The main advantage of a clustered index is that when your query (seek) locates the data in the index then no additional IO is needed to retrieve that data.
The overhead of maintaining a clustered index, especially in a frequently updated table, can lead to poor performance and for that reason it may be preferable to create a non-clustered index.
An indexed database has two parts: a set of physical records, which are arranged in some arbitrary order, and a set of indexes which identify the sequence in which records should be read to yield a result sorted by some criterion. If there is no correlation between the physical arrangement and the index, then reading out all the records in order may require making lots of independent single-record read operations. Because a database may be able to read dozens of consecutive records in less time than it would take to read two non-consecutive records, performance may be improved if records which are consecutive in the index are also stored consecutively on disk. Specifying that an index is clustered will cause the database to make some effort (different databases differ as to how much) to arrange things so that groups of records which are consecutive in the index will be consecutive on disk.
For example, if one were to start with an empty non-clustered database and add 10,000 records in random sequence, the records would likely be added at the end in the order they were added. Reading out the database in order by the index would require 10,000 one-record reads. If one were to use a clustered database, however, the system might check when adding each record whether the previous record was stored by itself; if it found that to be the case, it might write that record with the new one at the end of the database. It could then look at the physical record before the slots where the moved records used to reside and see if the record that followed that was stored by itself. If it found that to be the case, it could move that record to that spot. Using this sort of approach would cause many records to be grouped together in pairs, thus potentially nearly doubling sequential read speed.

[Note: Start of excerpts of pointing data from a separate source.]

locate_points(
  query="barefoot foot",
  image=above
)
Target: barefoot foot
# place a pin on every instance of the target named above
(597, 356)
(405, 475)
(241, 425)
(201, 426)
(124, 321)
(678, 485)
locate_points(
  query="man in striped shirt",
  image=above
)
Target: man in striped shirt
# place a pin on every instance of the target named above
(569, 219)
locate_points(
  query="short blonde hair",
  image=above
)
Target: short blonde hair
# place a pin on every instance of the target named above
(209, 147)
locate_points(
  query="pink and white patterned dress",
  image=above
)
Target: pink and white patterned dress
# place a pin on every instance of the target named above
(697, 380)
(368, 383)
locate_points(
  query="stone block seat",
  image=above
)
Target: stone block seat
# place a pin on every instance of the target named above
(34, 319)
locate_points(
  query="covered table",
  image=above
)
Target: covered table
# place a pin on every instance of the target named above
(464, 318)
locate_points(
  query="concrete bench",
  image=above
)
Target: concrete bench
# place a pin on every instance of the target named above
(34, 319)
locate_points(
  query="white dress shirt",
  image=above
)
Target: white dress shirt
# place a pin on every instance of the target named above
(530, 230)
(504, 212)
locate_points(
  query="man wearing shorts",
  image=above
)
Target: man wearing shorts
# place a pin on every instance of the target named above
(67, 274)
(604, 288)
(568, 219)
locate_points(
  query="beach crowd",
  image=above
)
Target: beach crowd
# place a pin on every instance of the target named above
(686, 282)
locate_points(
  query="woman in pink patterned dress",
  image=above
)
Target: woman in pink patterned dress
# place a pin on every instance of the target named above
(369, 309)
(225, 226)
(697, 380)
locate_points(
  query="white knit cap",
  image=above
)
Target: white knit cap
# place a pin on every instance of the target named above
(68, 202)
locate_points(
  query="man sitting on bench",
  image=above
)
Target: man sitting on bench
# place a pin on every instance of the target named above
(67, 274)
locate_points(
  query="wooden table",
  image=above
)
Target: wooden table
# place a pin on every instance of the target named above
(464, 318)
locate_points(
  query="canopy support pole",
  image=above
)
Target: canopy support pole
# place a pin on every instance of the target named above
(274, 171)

In reality, clustered databases use more sophisticated algorithms than this. A key thing to note, though, is that there is a tradeoff between the time required to update the database and the time required to read it sequentially. Maintaining a clustered database will significantly increase the amount of work required to add, remove, or update records in any way that would affect the sorting sequence. If the database will be read sequentially much more often than it will be updated, clustering can be a big win. If it will be updated often but seldom read out in sequence, clustering can be a big performance drain, especially if the sequence in which items are added to the database is independent of their sort order with regard to the clustered index.
A clustered index actually describes the order in which records are physically stored on the disk, hence the reason you can only have one.
A Non-Clustered Index defines a logical order that does not match the physical order on disk.
Clustered indexes are stored physically on the table. This means they are the fastest and you can only have one clustered index per table.
Non-clustered indexes are stored separately, and you can have as many as you want.
The best option is to set your clustered index on the most used unique column, usually the PK. You should always have a well selected clustered index in your tables, unless a very compelling reason--can't think of a single one, but hey, it may be out there--for not doing so comes up.
Pros:
Clustered indexes work great for ranges (e.g. select * from my_table where my_key between @min and @max)
In some conditions, the DBMS will not have to do work to sort if you use an orderby statement.
Cons:
Clustered indexes are can slow down inserts because the physical layouts of the records have to be modified as records are put in if the new keys are not in sequential order.